Chemioterapia: la risposta alla chemioterapia è indicata dalla riduzione nel siero o nelle urine della proteina M. La chemioterapia convenzionale raramente elimina la proteina M; tuttavia, un miglioramento obiettivo (una riduzione  50% nel siero o nelle urine della proteina M) spesso segue l’uso do alchilanti orali (melfalan o ciclofosfamide). La sopravvivenza media può aumentare anche di 3-7 volte.

Il prednisone (1 mg/kg/die per 4 giorni q 4-6 settimana) o un altro glucocorticoide deve essere utilizzato unitamente al melfalan o alla ciclofosfamide. I glucocorticoidi possono essere usati da soli per trattare pazienti con mieloma diagnosticato de novo.

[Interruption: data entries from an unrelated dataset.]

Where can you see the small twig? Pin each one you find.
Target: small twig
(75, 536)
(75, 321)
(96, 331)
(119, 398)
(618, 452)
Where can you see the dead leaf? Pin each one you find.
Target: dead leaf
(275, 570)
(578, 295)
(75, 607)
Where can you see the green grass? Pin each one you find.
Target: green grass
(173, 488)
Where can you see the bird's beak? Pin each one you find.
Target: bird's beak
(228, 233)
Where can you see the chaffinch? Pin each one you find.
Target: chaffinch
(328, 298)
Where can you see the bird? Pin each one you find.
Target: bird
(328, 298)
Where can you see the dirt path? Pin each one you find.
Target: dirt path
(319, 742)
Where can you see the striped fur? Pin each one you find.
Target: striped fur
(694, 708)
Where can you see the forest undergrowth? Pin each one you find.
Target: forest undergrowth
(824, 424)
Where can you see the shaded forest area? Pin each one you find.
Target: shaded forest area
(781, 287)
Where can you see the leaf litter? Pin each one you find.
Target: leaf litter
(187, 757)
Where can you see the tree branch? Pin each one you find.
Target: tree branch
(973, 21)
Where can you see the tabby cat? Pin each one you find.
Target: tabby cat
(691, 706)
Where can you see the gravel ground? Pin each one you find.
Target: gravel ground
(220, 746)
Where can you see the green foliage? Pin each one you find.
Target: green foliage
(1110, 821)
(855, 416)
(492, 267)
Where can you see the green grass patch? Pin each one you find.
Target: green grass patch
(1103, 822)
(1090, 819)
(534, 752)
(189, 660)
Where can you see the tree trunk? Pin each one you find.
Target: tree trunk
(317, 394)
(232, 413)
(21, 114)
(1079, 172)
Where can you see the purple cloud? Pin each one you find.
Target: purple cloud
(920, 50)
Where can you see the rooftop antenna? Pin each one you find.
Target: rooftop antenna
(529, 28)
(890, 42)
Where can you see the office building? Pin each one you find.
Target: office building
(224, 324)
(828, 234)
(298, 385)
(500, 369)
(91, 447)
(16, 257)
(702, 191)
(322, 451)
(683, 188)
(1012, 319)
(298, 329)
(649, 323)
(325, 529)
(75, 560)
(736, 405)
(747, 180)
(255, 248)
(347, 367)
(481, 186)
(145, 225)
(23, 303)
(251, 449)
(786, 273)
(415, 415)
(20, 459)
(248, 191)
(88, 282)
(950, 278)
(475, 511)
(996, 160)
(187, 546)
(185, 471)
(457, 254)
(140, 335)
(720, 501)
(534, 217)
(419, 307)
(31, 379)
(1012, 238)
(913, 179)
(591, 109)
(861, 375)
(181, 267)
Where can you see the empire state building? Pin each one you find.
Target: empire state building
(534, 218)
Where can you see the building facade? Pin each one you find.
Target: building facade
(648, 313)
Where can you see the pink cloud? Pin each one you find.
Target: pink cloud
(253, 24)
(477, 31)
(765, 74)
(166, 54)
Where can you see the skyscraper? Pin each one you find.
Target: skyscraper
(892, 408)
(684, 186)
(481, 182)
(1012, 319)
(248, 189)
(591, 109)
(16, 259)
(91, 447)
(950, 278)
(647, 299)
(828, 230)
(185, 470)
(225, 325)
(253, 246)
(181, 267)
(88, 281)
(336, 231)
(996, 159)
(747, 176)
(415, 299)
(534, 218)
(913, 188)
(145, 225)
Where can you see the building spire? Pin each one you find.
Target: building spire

Il melfalan può essere somministrato in modo intermittente (0,25 mg/kg/die per 4 gg q 4-6 sett.). Circa 2 sett. dopo la somministrazione, una conta di GB deve essere effettuata al nadir; se la conta dei GB è > 3000/ml, la dose può essere inadeguata. La risposta al melfalan può migliorare se a esso si associa il prednisone (1 mg/kg/die per 4 gg q 6 sett.). La ciclofosfamide (200 mg/die per 5-7 gg, poi 50-100 mg/die per il mantenimento) è ugualmente efficace. Poiché questi farmaci provocano leucopenia e piastrinopenia, la conta dei GB e delle piastrine deve essere strettamente monitorizzata.

In una minoranza dei pazienti rispondenti si può sviluppare una leucemia acuta non linfoblastica o una mielodisplasia che possono essere correlate al periodo di esposizione ad agenti mutageni (alchilanti o radiazioni). Quindi, bisogna avere cura che i pazienti ricevano la terapia per il minor tempo necessario. La continuazione della terapia oltre questo punto non ha dimostrato migliorare la sopravvivenza.

La terapia ad alte dosi, cioè, l’uso di regimi polichemioterapici più aggressivi che necessitano di supporto ematopoietico, appare promettente, sebbene è stato difficile dimostrare il miglioramento della sopravvivenza globale. Poiché i farmaci alchilanti devono essere evitati nella terapia ad alte dosi (danneggiano le cellule staminali ematopoietiche), devono essere prese in considerazione prima del trapianto la vincristina per infusione e la doxorubicina con desametasone orale. In uno studio, è stato dimostrato che la terapia ad alte dosi, seguita da trapianto autologo, in pazienti che hanno ricevuto previamente diversi cicli di chemioterapia convenzionale, migliori i tassi di remissione e la sopravvivenza.

Il supporto di cellule staminali periferiche autologhe ha largamente sostituito il trapianto di midollo per i pazienti con mieloma sottoposti a chemioterapia mieloablativa. Questa procedura deve essere considerata in pazienti < 70 anni con malattia stabile o responsiva dopo trattamento con diversi cicli di chemioterapia convenzionale. Tuttavia, la mortalità correlata al trattamento è elevata.

La terapia di mantenimento è stata tentata con farmaci non chemioterapici, incluso l’interferone, che prolunga la remissione ma ha un piccolo effetto sulla sopravvivenza globale. I glucocorticoidi sono in corso di valutazione.